BRÜSSEL. Was liegt, das pickt: Nach diesem Motto verfährt die Europäische Kommission im Streit um die Erhöhung der Gehälter ihrer laut eigenen Angaben rund 38.000 Bediensteten. Zusehends wird die Frage, ob die EU-Beamten im nächsten Jahr und mitten in der schwersten Wirtschaftskrise der Nachkriegszeit um 3,7Prozent mehr Gehalt erhalten sollen, zu einem politischen Problem für Kommissionspräsident José Manuel Barroso.
Denn die starre Haltung seiner Behörde, die sich auf eine rein juristische Argumentation stützt, schadet zusehends dem Ansehen einer Institution, die in den Augen ihrer Kritiker den Inbegriff eines abgehobenen Beamtenadels darstellt.

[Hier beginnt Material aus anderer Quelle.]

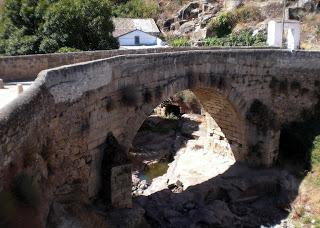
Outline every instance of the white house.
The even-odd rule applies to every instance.
[[[122,49],[164,47],[160,30],[153,19],[113,18],[113,36]]]

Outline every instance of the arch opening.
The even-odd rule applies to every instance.
[[[244,122],[214,89],[178,92],[157,106],[133,139],[133,196],[183,191],[245,158]]]
[[[133,205],[151,227],[280,224],[296,195],[283,184],[290,177],[243,162],[246,122],[222,92],[188,92],[158,106],[133,140]]]

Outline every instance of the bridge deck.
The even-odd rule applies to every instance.
[[[22,84],[25,91],[30,87],[32,82],[11,82],[5,84],[5,88],[0,89],[0,109],[19,97],[18,84]]]

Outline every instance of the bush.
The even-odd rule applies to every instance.
[[[237,17],[233,12],[223,12],[211,19],[208,24],[210,36],[223,37],[232,32],[237,24]]]
[[[50,38],[44,38],[39,46],[39,50],[42,53],[53,53],[59,49],[59,44],[56,40]]]
[[[172,47],[190,47],[191,41],[187,37],[175,38],[168,41]]]
[[[267,36],[264,31],[253,35],[251,30],[231,33],[226,37],[209,37],[204,40],[204,46],[264,46]]]
[[[320,165],[320,135],[315,137],[313,141],[311,163],[312,165]]]
[[[57,53],[69,53],[69,52],[79,52],[80,49],[71,48],[71,47],[62,47],[60,48]]]

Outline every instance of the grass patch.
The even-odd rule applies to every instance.
[[[191,46],[191,40],[188,37],[174,38],[174,39],[168,40],[168,43],[172,47],[190,47]]]

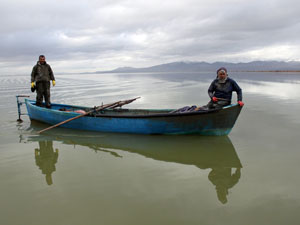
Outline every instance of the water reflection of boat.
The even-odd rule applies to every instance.
[[[32,122],[30,129],[40,130],[41,126]],[[117,157],[122,155],[118,150],[122,150],[154,160],[211,169],[208,178],[216,186],[222,203],[227,202],[228,189],[238,183],[241,176],[242,164],[227,136],[99,134],[59,129],[59,133],[50,130],[46,135],[29,136],[27,141],[58,141],[109,152]]]

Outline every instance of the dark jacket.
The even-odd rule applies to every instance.
[[[33,67],[31,73],[31,82],[55,80],[52,69],[49,64],[37,64]]]
[[[242,89],[233,79],[227,77],[225,83],[219,83],[219,80],[215,79],[208,88],[208,95],[210,98],[224,98],[231,102],[233,91],[237,93],[237,100],[242,101]]]

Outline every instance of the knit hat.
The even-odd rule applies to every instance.
[[[224,71],[226,72],[226,74],[227,74],[227,69],[226,69],[225,67],[219,68],[219,69],[217,70],[217,74],[218,74],[221,70],[224,70]]]

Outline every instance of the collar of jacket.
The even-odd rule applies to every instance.
[[[44,64],[41,64],[40,61],[37,61],[37,65],[42,66],[42,65],[46,65],[47,63],[45,62]]]

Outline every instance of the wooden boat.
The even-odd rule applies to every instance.
[[[29,99],[25,99],[25,104],[30,120],[50,125],[80,115],[75,112],[77,110],[91,110],[88,107],[53,103],[51,109],[48,109],[36,106],[35,101]],[[241,109],[238,104],[219,110],[185,113],[172,113],[174,109],[114,108],[91,113],[62,124],[61,127],[116,133],[227,135]]]

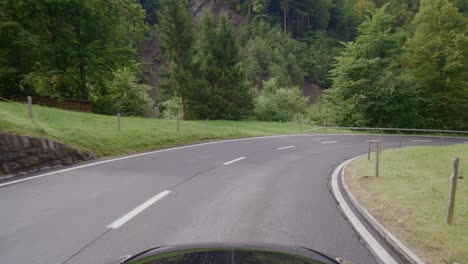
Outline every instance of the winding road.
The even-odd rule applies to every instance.
[[[0,263],[107,263],[160,245],[247,241],[377,263],[330,192],[334,169],[365,153],[367,139],[297,135],[204,143],[0,183]],[[384,149],[468,141],[382,139]]]

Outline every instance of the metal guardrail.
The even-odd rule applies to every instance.
[[[420,129],[420,128],[381,128],[381,127],[318,127],[306,130],[304,132],[312,132],[319,129],[336,129],[336,130],[367,130],[367,131],[410,131],[410,132],[428,132],[428,133],[447,133],[447,134],[468,134],[468,131],[461,130],[441,130],[441,129]]]

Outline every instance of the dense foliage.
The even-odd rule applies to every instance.
[[[200,4],[0,0],[0,96],[89,99],[106,114],[156,103],[185,119],[468,129],[467,1],[212,0],[203,15]],[[138,70],[145,45],[160,51],[155,102]],[[309,113],[304,83],[326,89]]]

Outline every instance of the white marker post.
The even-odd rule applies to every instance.
[[[29,118],[33,118],[33,113],[32,113],[32,97],[28,96],[28,114]]]
[[[120,113],[117,113],[117,130],[120,131]]]

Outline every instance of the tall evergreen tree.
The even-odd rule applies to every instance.
[[[201,22],[199,58],[207,83],[203,103],[211,119],[240,119],[252,105],[246,77],[240,63],[236,32],[225,14],[218,22],[206,12]]]
[[[427,126],[468,128],[468,19],[449,0],[422,0],[408,68],[419,80]]]
[[[186,0],[161,0],[158,31],[169,61],[163,74],[169,93],[182,100],[183,118],[188,118],[187,101],[194,90],[194,34]]]

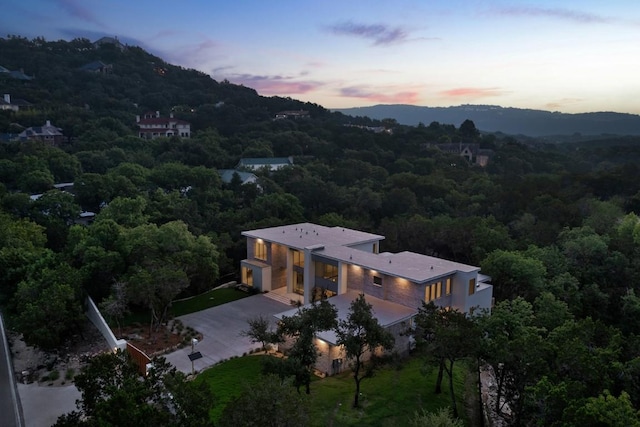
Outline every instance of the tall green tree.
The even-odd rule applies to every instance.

Das macht es für Barroso schwerer, die Mitgliedstaaten zu verantwortungsvoller Haushaltsplanung anzuhalten.
Drohung mit Gang zum EuGH
Rechtlich ist ihre Argumentation einwandfrei: Seit 2004 folgen die Bezüge der aktiven und pensionierten Mitarbeiter der EU-Institutionen mit einem Jahr Verzögerung den Gehältern in den öffentlichen Diensten Belgiens, Deutschlands, Frankreichs, Großbritanniens, Italiens, Luxemburgs, der Niederlande und Spaniens.
Das EU-Statistikamt Eurostat bezieht in seine jährliche Berechnung auch die Lebenskosten in Brüssel ein, unter dem Strich kommt ein Vorschlag heraus, den die Mitgliedstaaten im Rat nur annehmen oder ablehnen, aber nicht ändern können. Bisher hat der Rat nur ein Mal, Anfang der 70er-Jahre, einen solchen Vorschlag geändert – und sich dafür vor dem Europäischen Gerichtshof eine blutige Nase geholt, bei dem jeder EU-Bedienstete gegen die nicht ordnungsgemäße Anwendung des Beamtenstatus Beschwerde einbringen kann.
Der Gang zum Gericht ist auch jetzt das stärkste Atout der Gewerkschaften der EU-Bediensteten, die am Montag den Agrarministerrat zu bestreiken drohen. Das würde die Einigung über die Fischfangquoten für 2010 unmöglich machen. Die Beamten beim Europaparlament (auch für sie gilt diese Methode) wollen die nächstwöchige Plenarsitzung in Straßburg bestreiken.
Derzeit sind die Fronten zwischen Rat und Kommission verhärtet. Zwei Verhandlungsrunden am Dienstag und Mittwoch endeten ohne Ergebnis, die nächste ist für Freitag angesetzt.
„Barroso ist sich dessen bewusst“
„Natürlich ist sich Präsident Barroso der Sensibilität von Themen wie diesem voll bewusst“, sagte Barrosos Sprecherin Pia Ahrenkilde Hansen am Mittwoch bei einer Pressekonferenz. Derzeit plant die Kommission aber weder, den Vorschlag zu ändern, noch, eine Ausnahmeklausel im Statut anzuwenden, die ihr ein Abweichen von der Berechnungsformel ermöglicht, wenn in der EU „eine erhebliche, abrupte Verschlechterung der wirtschaftlichen und sozialen Lage eingetreten ist“.